An occupational therapist for 11 years, she discovered the profession by chance: Her father spotted a feature article about the field in the Chicago Tribune. In those days entry level salaries were maybe $18,000 to $20,000. Now, she says, new graduates can start at salaries between $30,000 and $40,000, the demand is that high for skilled occupational therapists. But this isn't good for the profession, she says.

"When I applied to the program, it was difficult to get in, but certainly not like it is now," she says. "Then pay was minimal and you went into the profession because you liked working with people and you loved the health care field.

"But now schools are keeping demand high by severely limiting the number of students they accept every year," she says. "Hospitals are now advertising $10,000 sign-on bonuses. They'll also offer to pay the last year's tuition in return for the therapists' commitment to work at the hospital for a year or two after they graduate.

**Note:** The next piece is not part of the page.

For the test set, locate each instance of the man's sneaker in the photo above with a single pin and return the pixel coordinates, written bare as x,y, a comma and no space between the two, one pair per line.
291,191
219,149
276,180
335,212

"This is bringing the wrong kind of person into the field," she says. "The students I'm getting now aren't people people. They don't think about what they say to patients, they're just focused on the money.

"We need occupational therapists who are in the field because they love working with people," she says. "We see some of these patients three times a week for anywhere between an hour or an hour and a half each session. We see them more often than their doctors do. So we need to know how to relate to them. That takes a talent and commitment that money can't buy."

But the field changes everyone, even Lori. It's, in a way, her own occupational therapy.

"I used to be a much quieter, shyer person," she says. "Go back and read all my old report cards and that's what the teachers wrote, again and again.

"But when you're working with people all day long, it builds your own self-esteem and self-confidence. This work has helped me a lot."